Seventy years ago, on 17 June 1940, Lithuania, Latvia and Estonia were attacked by the Red Army and illegally annexed to the Soviet Union. This was a direct consequence of a pact made between Hitler and Stalin in September 1939, which also gave the USSR control of Finland and part of the territory of Poland and Romania. The European Parliament – our Parliament – was the first international organisation to condemn the fact that the Baltic countries had been occupied. This was in a resolution made 27 years ago in January 1983, which also recalled that the occupation had not been recognised by most of the countries of Europe or the United States.

Let us remember, too, the first anniversary of the elections in Iran, particularly in view of the intense repression which is being widely used there. Last year, the authorities carried out 488 executions and imprisoned thousands of people. Many political prisoners are awaiting execution because they are said to have played a role in last year’s demonstrations. The European Parliament expresses its greatest alarm at the situation, especially in view of the lack of free speech and the right of assembly. The European Union, and Parliament in particular, is permanently opposed to capital punishment, regardless of the circumstances.

Today, in Milan, the funeral was held of the President of the Turkish Episcopal Conference, Bishop Luigi Padovese, who was murdered in Turkey. Unfortunately, this was another murder of a Christian clergyman in the region of the Middle East.

Last weekend in Lisbon and Madrid, I represented the European Parliament during celebrations marking the 25th anniversary of the accession of Portugal and Spain to the European Union. Both these countries have achieved great success in the Union, and we must not forget this, despite the fact that, today, they both stand before difficult economic reforms. We talked about this during the celebrations.

Yesterday, I was also in Luxembourg, where we celebrated the 25th anniversary of the signing of the Schengen Accords. It can be said that this is one of the most citizen-friendly accords. Our citizens understand this very well. The Schengen Accords provided a great stimulus towards building a European Union of the citizens.

In the last two weeks, I have made official visits to Greece and Romania. I expressed support for the people of these countries, and assured them that they can count on European solidarity. We also spoke about the fact that solidarity should always be accompanied by responsibility.
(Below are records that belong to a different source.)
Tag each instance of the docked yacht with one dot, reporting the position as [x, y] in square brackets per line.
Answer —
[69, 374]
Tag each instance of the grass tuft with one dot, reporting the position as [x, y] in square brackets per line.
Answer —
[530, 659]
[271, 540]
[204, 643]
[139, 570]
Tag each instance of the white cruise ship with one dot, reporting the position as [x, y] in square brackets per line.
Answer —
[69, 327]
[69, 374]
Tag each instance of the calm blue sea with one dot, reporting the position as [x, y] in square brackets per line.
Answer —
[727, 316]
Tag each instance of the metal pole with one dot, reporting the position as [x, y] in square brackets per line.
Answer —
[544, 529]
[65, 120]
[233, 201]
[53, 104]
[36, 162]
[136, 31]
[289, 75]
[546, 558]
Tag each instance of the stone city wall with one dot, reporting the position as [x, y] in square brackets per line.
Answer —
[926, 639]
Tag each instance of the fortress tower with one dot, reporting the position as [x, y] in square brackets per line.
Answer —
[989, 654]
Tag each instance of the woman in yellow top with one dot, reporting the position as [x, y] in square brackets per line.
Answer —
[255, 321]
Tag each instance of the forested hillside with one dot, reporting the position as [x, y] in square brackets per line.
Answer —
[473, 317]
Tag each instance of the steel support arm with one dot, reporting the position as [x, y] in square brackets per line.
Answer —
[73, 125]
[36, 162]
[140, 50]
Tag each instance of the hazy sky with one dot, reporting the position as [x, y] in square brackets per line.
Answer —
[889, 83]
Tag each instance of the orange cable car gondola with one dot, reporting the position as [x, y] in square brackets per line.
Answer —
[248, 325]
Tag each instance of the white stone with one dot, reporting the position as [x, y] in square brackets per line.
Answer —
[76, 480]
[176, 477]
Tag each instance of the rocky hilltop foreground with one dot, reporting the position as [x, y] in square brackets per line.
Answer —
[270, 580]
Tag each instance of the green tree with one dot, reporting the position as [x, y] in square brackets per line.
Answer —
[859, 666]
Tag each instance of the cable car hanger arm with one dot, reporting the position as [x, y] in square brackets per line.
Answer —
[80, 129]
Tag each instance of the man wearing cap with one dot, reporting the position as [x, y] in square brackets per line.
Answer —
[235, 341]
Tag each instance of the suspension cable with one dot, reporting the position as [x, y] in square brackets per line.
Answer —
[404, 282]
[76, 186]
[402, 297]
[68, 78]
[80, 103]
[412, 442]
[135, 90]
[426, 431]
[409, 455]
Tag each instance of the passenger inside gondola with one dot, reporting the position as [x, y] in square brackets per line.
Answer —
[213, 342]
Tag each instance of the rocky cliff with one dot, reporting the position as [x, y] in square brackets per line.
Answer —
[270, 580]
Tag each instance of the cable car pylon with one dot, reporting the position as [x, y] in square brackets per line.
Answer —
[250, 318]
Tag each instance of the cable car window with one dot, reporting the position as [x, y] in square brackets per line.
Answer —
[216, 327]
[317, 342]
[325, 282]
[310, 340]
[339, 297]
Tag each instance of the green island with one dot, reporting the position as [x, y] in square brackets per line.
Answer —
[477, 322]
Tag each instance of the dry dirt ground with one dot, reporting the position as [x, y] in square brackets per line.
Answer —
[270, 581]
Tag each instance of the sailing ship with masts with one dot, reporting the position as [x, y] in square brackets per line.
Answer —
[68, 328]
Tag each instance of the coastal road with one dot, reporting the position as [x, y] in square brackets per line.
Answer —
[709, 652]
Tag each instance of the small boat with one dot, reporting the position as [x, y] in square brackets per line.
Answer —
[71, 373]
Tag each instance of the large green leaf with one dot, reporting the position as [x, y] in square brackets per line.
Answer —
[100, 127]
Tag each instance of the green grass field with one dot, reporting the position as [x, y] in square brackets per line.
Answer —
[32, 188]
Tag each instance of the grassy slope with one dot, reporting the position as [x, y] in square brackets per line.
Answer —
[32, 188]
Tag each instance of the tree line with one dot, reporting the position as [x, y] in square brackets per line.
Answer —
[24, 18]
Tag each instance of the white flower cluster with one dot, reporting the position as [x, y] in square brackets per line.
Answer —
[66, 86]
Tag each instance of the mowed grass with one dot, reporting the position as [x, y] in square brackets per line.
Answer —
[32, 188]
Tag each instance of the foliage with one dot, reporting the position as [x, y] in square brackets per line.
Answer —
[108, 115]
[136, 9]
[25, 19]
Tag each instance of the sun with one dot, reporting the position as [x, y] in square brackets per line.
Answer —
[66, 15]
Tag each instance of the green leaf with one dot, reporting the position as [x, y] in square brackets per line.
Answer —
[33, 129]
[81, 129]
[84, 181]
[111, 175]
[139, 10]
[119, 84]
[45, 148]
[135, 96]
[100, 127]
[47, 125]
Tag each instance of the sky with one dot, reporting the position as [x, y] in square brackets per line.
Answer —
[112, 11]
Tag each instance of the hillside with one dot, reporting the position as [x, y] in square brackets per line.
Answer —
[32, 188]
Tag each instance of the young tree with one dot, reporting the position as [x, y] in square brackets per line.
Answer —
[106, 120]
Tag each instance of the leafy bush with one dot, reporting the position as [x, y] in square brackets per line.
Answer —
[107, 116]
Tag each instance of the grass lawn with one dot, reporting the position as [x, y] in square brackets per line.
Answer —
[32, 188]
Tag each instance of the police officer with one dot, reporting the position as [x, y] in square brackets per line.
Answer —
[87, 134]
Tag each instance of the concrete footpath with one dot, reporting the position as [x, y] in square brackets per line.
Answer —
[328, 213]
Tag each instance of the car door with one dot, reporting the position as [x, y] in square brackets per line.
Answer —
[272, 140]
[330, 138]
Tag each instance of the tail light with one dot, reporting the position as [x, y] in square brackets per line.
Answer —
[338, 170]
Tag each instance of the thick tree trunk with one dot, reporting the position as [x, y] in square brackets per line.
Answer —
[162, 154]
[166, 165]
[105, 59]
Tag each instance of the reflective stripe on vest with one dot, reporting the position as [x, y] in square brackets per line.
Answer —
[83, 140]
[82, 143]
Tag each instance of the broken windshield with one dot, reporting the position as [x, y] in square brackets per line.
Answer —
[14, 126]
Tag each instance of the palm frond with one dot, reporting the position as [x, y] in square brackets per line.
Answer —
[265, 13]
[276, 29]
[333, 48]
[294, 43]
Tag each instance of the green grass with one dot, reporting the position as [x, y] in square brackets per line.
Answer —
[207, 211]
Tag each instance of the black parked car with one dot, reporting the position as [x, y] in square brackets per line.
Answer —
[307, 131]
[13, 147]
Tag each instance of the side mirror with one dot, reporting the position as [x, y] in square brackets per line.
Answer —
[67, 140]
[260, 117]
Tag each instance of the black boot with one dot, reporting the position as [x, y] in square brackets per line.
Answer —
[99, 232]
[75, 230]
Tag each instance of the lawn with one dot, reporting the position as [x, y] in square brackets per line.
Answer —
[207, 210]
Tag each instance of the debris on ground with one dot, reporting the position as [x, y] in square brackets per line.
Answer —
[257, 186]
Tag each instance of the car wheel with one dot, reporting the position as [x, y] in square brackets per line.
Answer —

Finally, the last item of information. Recently, free parliamentary elections have been held in three countries of the European Union: Belgium, the Netherlands and Slovakia. To our fellow Members from these three countries we wish the rapid formation of governments, and we also hope for fruitful cooperation with the newly returned Members of the national parliaments with us – with the European Parliament. This is very important for the achievement of our common ideal – the ideal of a united Europe.